George Packer mourns his loss of passion for our current politics in The New Yorker (h/t Kevin Drum).
The reason is the stuckness of American politics. Especially in the years after 2008, the worst tendencies of American politics only hardened, while remaining in the same place. Beneath the surface froth and churn, we are paralyzed. You can sense it as soon as you step out of the train at Union Station in Washington, the instant you click on a Politico article about a candidates’ forum in Iowa: miasma settles over your central nervous system and you start to go numb. What has happened is that the same things keep happening. The tidal wave of money keeps happening, the trivialization of coverage keeps happening, the extremism of the Republican Party keeps happening (Ted Cruz: abolish the I.R.S.; Rand Paul: the Common Core is “un-American”). The issues remain huge and urgent: inequality, global warming, immigration, poorly educated children, American decline, radical Islamism. But the language of politics stays the same, and it is a dead language.

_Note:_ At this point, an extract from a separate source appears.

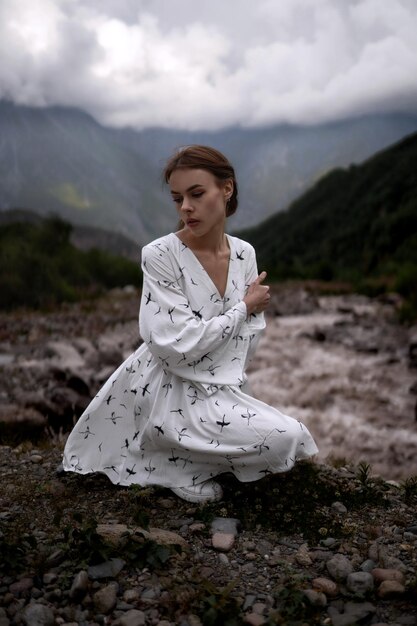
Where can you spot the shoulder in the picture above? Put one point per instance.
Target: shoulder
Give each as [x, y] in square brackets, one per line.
[240, 245]
[160, 247]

The notion that answers will come from Washington or the campaign trail is beyond far-fetched.
Drum comments:
As Packer says, American politics is stuck. It’s paralyzed. Exhibit 1: We’ve just witnessed a historically unprecedented delay in confirming an Attorney General that everyone agrees is eminently qualified. Why? Because of a bit of clever Republican gameplaying over an abortion clause that was fundamentally trivial but great red meat for the base. When the Democratic base finally cottoned on to the game, they went predictably ballistic and everything stalled. It was all just dumb kabuki: gameplaying from Republicans, predictable outrage from Democrats, and all over a long accepted principle that bans federal funding of abortion. Two months of gridlock over trivial symbolism. And why not? Everyone knows there was nothing important that had any chance of getting done anyway.
So yeah: unless you’re a horse race junkie by nature, it’s pretty hard to get excited by the horse race when it has almost no chance of changing things except on the margins. This will change eventually, but probably no time soon.